String comparison in PHP

PHP ships with multiple, native mechanisms for comparing arbitrary string values. Let's take a closer look at two that quantify "sameness."

There are multiple ways to compare strings in PHP. The simplest way it to check if two strings are equal, using either loose equality (==) or strict equality (===). In either case, PHP will give you a Boolean answer as to whether or not two strings are the same.

But sometimes you want to gauge how similar two strings actually are. In that case, we have two different options for determining the “sameness” of arbitrary strings.

Levenshtein distance

The Levenshtein distance between two strings represents the number of characters that need to be changed in one string to create another. For example, given the strings 'stronger' and 'stranger' it’s apparent at a glance that they differ by a single character. PHP can tell you this programmatically:

echo levenshtein('stronger', 'stranger'); // 1

In cases where the two strings differ in length, the Levenshtein distance also quantifies the number of characters that need to be added or deleted to convert between them. It’s a great way to quickly check simple strings for typographical or clerical errors, unfortunately it also has its limitations.

For example, both 'stronger' and 'strangers' present a Levenshtein distance of 1 when compared to 'stranger' even though the differences quantified are, well, quite different.

Hamming distance

Another helpful quantifier of string sameness is the Hamming distance. Similar to a Levenshtein distance, Hamming calculations identify the number of changes required to make one string equal to another. The biggest differences are that a Hamming distance only works on strings of equal lengths and, at least in PHP, works on binary rather than generic text.

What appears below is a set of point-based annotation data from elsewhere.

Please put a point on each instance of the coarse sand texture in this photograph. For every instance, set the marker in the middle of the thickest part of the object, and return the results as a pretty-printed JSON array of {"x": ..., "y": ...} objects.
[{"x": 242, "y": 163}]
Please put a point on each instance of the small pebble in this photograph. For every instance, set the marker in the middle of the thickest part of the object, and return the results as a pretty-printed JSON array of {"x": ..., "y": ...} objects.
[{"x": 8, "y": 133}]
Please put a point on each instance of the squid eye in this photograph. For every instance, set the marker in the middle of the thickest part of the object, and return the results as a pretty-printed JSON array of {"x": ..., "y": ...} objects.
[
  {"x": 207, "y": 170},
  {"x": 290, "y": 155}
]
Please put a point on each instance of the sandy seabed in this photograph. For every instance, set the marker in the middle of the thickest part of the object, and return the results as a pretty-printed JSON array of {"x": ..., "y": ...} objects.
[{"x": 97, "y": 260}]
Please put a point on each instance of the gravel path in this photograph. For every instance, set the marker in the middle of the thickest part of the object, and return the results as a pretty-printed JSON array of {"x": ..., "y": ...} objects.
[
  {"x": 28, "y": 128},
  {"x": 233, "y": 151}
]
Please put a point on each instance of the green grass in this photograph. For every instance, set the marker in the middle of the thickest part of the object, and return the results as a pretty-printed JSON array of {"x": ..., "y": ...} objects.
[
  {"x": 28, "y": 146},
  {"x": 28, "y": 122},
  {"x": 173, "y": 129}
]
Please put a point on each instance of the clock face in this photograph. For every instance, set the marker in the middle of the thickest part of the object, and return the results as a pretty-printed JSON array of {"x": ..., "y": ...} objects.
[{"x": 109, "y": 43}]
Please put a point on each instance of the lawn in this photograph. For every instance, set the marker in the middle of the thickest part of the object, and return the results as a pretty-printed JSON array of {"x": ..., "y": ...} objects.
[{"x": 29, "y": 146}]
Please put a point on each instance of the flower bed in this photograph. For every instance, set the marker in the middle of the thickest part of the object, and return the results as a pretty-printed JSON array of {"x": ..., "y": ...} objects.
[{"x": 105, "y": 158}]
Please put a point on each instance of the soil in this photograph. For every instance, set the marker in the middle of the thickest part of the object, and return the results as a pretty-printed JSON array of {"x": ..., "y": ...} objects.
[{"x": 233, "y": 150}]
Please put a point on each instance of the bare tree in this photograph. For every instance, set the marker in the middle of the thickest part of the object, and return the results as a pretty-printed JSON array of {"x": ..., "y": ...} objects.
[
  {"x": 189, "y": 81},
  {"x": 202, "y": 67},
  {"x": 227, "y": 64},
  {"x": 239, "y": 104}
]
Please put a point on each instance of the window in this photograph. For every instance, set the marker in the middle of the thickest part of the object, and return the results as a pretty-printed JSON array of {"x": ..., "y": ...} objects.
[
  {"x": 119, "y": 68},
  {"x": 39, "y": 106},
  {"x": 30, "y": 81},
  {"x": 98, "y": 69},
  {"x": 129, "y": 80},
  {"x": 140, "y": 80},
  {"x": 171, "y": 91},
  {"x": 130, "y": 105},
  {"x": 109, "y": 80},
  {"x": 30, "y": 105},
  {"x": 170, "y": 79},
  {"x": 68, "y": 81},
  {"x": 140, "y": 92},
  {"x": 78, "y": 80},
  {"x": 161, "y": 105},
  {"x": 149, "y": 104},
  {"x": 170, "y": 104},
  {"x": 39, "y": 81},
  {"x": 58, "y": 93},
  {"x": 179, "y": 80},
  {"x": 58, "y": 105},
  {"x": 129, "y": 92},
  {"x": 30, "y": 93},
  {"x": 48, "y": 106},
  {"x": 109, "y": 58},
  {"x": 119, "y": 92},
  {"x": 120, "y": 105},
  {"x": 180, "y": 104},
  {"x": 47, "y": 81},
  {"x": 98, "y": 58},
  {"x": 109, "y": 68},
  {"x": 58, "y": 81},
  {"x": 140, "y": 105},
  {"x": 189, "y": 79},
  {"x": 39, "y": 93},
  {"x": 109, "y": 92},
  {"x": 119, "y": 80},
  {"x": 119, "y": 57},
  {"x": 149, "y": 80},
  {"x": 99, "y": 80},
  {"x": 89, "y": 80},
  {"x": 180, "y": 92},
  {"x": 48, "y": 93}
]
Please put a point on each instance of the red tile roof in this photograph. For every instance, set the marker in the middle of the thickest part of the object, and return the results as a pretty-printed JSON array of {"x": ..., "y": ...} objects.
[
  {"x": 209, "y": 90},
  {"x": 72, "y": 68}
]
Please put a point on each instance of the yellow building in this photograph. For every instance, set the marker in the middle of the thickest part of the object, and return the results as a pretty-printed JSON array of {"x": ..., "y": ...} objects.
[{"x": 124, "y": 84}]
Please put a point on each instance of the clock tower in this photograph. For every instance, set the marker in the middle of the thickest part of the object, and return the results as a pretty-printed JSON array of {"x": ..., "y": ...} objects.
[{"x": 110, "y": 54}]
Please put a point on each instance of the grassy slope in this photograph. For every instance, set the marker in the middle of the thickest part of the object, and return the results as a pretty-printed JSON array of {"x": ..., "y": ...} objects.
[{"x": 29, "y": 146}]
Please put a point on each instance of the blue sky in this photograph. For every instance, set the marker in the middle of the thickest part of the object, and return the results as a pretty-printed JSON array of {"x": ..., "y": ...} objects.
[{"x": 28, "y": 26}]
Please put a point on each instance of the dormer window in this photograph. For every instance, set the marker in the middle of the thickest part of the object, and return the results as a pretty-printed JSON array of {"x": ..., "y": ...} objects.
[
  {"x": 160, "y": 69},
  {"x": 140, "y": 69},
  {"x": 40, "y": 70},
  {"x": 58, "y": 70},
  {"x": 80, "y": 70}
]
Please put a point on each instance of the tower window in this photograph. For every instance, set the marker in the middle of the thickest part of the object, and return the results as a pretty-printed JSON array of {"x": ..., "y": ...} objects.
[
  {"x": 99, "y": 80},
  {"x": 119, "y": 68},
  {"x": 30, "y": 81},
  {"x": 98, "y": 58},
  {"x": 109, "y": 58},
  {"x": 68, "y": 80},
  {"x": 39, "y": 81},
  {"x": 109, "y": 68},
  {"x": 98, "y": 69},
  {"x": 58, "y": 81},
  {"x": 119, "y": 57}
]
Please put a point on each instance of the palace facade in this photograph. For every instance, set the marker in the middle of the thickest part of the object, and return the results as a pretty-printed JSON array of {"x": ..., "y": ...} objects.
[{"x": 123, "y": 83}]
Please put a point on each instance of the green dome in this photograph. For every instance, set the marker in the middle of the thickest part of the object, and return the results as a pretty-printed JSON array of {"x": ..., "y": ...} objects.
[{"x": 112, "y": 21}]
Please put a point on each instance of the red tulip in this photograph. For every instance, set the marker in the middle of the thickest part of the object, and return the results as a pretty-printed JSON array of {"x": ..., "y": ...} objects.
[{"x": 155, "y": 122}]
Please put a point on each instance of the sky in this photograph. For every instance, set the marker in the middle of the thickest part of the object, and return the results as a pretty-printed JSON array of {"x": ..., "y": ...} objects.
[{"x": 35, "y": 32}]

If you already have raw binary, PHP’s native gmp_hamdist() function can calculate a Hamming distance for you automatically:

echo gmp_hamdist(0b1001010011, 0b1011111100); // 6

If we want to operate on arbitrary strings, we need to wrap this function in one of our own that converts between ASCII and binary. Then we can compare the results of a Levenshtein calculation with that of a Hamming one:

function hamming_distance(string $first, string $second): int
{
  $length = strlen($first);

  if (strlen($second) !== $length) {
    throw new LengthException('Input strings must be of equal length!');
  }

  $result = 0;
  for($i = 0; $i < $length; $i++) {
    $result += gmp_hamdist(ord($first[$i]), ord($second[$i]));
  }

  return $result;
}

echo hamming_distance('stronger', 'stranger'); // 3

Either technique is valid and serve well in differing circumstances. In which situations might you need to leverage a way to quantify the “sameness” of two strings?

#